Publications

Space-time Mixing Attention for Video Transformer (=Video TimeShifter)

Published

Neural Information Processing Systems (NeurIPS)

Date

2021.12.08

Abstract

This paper is on video recognition using Transformers. Very recent attempts in this research direction have demonstrated promising results in terms of recognition accuracy yet they have been also shown to induce significant computational overheads due to the additional modelling of the temporal information. In this work, we propose a transformer-based model for video recognition the complexity of which scales linearly with the number of frames in the video sequence and hence induces \textit{no overhead} compared to an image-based Transformer model.

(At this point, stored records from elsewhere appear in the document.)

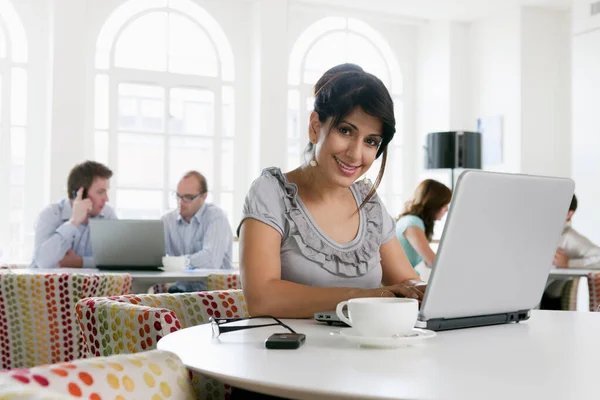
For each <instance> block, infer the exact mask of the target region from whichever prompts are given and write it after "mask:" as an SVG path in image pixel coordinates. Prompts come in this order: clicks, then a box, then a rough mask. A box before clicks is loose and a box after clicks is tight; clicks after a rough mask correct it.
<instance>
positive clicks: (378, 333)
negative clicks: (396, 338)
mask: <svg viewBox="0 0 600 400" xmlns="http://www.w3.org/2000/svg"><path fill="white" fill-rule="evenodd" d="M346 306H347V307H348V317H346V316H345V315H344V313H343V309H344V307H346ZM335 312H336V314H337V316H338V318H339V319H341V320H342V321H344V322H345V323H347V324H348V325H350V326H352V327H353V328H354V329H355V330H356V331H357V333H358V334H359V335H361V336H370V337H391V336H394V335H399V336H403V335H406V334H408V333H409V332H410V331H411V330H412V329H413V328H414V326H415V323H416V322H417V317H418V314H419V302H418V301H417V300H415V299H406V298H393V297H367V298H361V299H350V300H348V301H342V302H341V303H339V304H338V305H337V307H336V309H335Z"/></svg>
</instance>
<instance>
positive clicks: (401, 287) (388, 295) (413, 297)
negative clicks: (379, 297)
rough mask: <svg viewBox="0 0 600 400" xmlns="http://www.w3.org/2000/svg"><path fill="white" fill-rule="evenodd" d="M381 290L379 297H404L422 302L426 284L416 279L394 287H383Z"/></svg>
mask: <svg viewBox="0 0 600 400" xmlns="http://www.w3.org/2000/svg"><path fill="white" fill-rule="evenodd" d="M381 289H382V293H381V297H406V298H409V299H417V300H419V301H422V300H423V296H424V295H425V290H426V289H427V284H426V283H425V282H423V281H419V280H416V279H409V280H407V281H404V282H402V283H399V284H396V285H391V286H384V287H382V288H381Z"/></svg>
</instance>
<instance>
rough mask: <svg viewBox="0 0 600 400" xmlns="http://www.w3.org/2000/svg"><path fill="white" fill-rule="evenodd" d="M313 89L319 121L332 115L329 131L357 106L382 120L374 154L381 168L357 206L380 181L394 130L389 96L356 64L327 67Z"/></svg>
mask: <svg viewBox="0 0 600 400" xmlns="http://www.w3.org/2000/svg"><path fill="white" fill-rule="evenodd" d="M314 90H315V104H314V110H315V112H316V113H317V114H318V115H319V121H320V122H321V123H325V122H326V121H327V119H328V118H332V120H331V124H330V125H329V131H331V129H333V128H335V127H337V126H338V125H339V124H340V122H341V121H342V120H343V119H344V118H345V117H346V116H347V115H348V114H350V113H351V112H352V111H353V110H354V109H355V108H356V107H360V108H361V109H362V110H363V111H364V112H365V113H367V114H369V115H371V116H373V117H376V118H379V119H380V120H381V122H383V132H382V134H383V137H382V140H381V144H380V145H379V148H378V149H377V156H376V158H378V157H379V156H380V155H383V158H382V160H381V168H380V169H379V173H378V174H377V178H376V179H375V182H374V184H373V187H372V188H371V190H370V191H369V193H368V194H367V196H366V197H365V199H364V200H363V202H362V204H361V205H360V208H362V207H363V206H364V205H365V204H366V203H367V202H368V201H369V200H370V199H371V198H372V197H373V196H374V195H375V192H376V190H377V187H378V186H379V184H380V183H381V179H382V178H383V174H384V172H385V164H386V161H387V146H388V144H389V143H390V141H391V140H392V138H393V137H394V133H396V119H395V117H394V102H393V101H392V97H391V96H390V94H389V92H388V90H387V89H386V87H385V85H384V84H383V82H381V80H380V79H379V78H377V77H376V76H374V75H372V74H369V73H368V72H365V71H364V70H363V69H362V68H361V67H359V66H358V65H356V64H341V65H337V66H335V67H333V68H331V69H329V70H328V71H327V72H325V73H324V74H323V76H322V77H321V78H320V79H319V81H318V82H317V84H316V85H315V89H314ZM313 152H314V144H313V143H309V144H308V146H307V147H306V150H305V154H307V155H311V154H312V153H313Z"/></svg>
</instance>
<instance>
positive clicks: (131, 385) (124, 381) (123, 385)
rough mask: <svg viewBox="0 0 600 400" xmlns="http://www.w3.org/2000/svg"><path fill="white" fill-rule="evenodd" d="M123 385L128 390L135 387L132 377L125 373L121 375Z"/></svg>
mask: <svg viewBox="0 0 600 400" xmlns="http://www.w3.org/2000/svg"><path fill="white" fill-rule="evenodd" d="M123 387H124V388H125V390H127V391H128V392H133V389H134V388H135V384H134V383H133V379H131V378H130V377H129V376H128V375H125V376H124V377H123Z"/></svg>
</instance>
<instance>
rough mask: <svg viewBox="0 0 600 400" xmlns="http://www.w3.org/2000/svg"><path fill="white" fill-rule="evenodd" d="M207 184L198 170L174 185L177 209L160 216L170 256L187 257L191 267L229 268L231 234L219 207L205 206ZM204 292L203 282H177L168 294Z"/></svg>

To achieve this our model makes two approximations to the full spatio-temporal attention used in video transformers: (a) Firstly, it uses temporal channel shifting to attend both spatial and temporal locations without inducing any additional cost on top of a spatial-only attention model. (b) Secondly, it restricts time attention to a local temporal window and capitalizes on the Transformers depth to obtain full temporal coverage of the video sequence. Our second contribution is to show how to integrate 2 very lightweight mechanisms for global temporal-only attention which provide additional accuracy improvements at minimal computational cost. We demonstrate that our model is surprisingly effective in terms of capturing long-term temporal dependencies and producing very high recognition accuracy on the most popular video recognition datasets including Something-Something, Kinetics and Epic Kitchens while at the same time being significantly more efficient than other transformer-based video recognition models.